マツコ   その後トーニャと(ナンシー)ケリガンがああいうことになったというのは、いわゆるフィジカルを競うスポーツとしてのフィギュアがやられてしまったんだなって思ったの。もちろん殴打事件を起したのは悪いんだけど。ケリガンなんて「そんな丈の長いヒラヒラした衣装でジャンプ跳べるのか、この野郎!」みたいな感じだったじゃない。まぁ野郎ではないんですけど。イラっとするタイプだったわ。

――手堅くまとめるタイプでしたからね。

伊藤   スルヤ・ボナリーってご存知ですか?

マツコ   大好き。審判に抗議した'94年の千葉の世界選手権※ 行ったもの。やっぱ黒人の選手の身体能力って凄いわよね。佐藤有香さんも素晴らしかったけど、ボナリーが確実に金だって言われてたのに……。

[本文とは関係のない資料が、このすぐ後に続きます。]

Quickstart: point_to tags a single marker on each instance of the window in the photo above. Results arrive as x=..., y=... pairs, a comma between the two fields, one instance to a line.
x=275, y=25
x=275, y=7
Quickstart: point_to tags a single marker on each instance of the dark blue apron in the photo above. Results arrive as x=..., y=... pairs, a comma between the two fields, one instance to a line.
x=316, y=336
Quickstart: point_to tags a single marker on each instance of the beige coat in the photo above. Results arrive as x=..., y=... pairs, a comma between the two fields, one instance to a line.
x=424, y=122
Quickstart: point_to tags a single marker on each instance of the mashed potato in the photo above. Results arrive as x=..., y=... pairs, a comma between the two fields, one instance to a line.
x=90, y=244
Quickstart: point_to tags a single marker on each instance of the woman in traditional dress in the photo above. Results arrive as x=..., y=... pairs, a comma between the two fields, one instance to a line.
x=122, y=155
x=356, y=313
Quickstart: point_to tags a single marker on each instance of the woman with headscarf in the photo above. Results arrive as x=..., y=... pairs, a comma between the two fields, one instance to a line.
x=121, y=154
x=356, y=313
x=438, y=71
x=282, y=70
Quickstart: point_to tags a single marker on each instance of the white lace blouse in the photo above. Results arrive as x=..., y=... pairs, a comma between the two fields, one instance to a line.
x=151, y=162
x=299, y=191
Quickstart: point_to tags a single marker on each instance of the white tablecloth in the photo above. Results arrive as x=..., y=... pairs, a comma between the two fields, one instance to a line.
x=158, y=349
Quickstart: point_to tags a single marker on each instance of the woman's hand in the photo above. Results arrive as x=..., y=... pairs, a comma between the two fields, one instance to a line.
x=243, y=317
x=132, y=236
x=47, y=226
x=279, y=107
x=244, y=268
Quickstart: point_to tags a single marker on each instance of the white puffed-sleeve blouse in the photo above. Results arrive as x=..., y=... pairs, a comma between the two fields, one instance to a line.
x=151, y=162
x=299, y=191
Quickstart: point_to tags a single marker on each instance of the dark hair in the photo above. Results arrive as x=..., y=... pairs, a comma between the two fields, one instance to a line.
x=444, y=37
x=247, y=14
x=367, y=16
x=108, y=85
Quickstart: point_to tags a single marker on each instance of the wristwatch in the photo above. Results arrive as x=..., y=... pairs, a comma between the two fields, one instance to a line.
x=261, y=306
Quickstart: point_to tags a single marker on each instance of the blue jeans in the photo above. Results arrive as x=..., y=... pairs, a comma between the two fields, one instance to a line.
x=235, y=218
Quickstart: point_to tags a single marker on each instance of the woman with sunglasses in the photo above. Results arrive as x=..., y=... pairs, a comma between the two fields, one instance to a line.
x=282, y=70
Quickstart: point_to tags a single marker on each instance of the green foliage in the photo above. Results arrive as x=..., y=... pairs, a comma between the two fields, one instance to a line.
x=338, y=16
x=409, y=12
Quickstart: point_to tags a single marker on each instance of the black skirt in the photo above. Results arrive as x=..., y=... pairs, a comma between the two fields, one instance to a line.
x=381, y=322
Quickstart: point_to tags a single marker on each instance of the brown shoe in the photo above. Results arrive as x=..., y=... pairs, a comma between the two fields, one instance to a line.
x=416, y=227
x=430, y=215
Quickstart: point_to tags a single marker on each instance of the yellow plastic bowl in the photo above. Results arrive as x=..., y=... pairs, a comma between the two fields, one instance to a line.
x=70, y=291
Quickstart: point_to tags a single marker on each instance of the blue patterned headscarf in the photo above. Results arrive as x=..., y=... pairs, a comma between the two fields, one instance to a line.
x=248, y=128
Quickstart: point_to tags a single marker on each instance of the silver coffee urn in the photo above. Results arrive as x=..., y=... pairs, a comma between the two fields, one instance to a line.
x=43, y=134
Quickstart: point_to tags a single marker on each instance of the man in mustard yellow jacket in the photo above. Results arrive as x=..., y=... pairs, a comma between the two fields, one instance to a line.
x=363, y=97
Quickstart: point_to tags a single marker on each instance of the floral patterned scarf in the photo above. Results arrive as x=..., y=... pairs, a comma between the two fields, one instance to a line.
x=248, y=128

伊藤   ボナリーはアルベールビルの公式練習で、一緒のグループだったんですよ。あまりにも差がついて、公式練習中からバク転やってましたから。

マツコ   ゴルチエとかの金の衣装を付けると、モデルさんみたいで格好良かったのよ。ボナリー元気かなぁ。

伊藤   プロでガンガンやっていますよ。

マツコ   プロに行った方が彼女みたいな選手は評価されるものね。バク転したっていいし。

伊藤   身体能力で言えば、サーシャ・コーエン※ も高かったですね。

マツコ   もともと体操選手だもんね。それに彼女は有無を言わさず美しかった。

伊藤   ポジションも綺麗でね。

マツコ   どうせ美しいならあれぐらい美しいところで勝負して欲しいよね。メディアでは美人って言われているけど、そうでもない人もいるじゃない。名前は言いませんけど。

――雰囲気美人も大事ですけどね(笑)。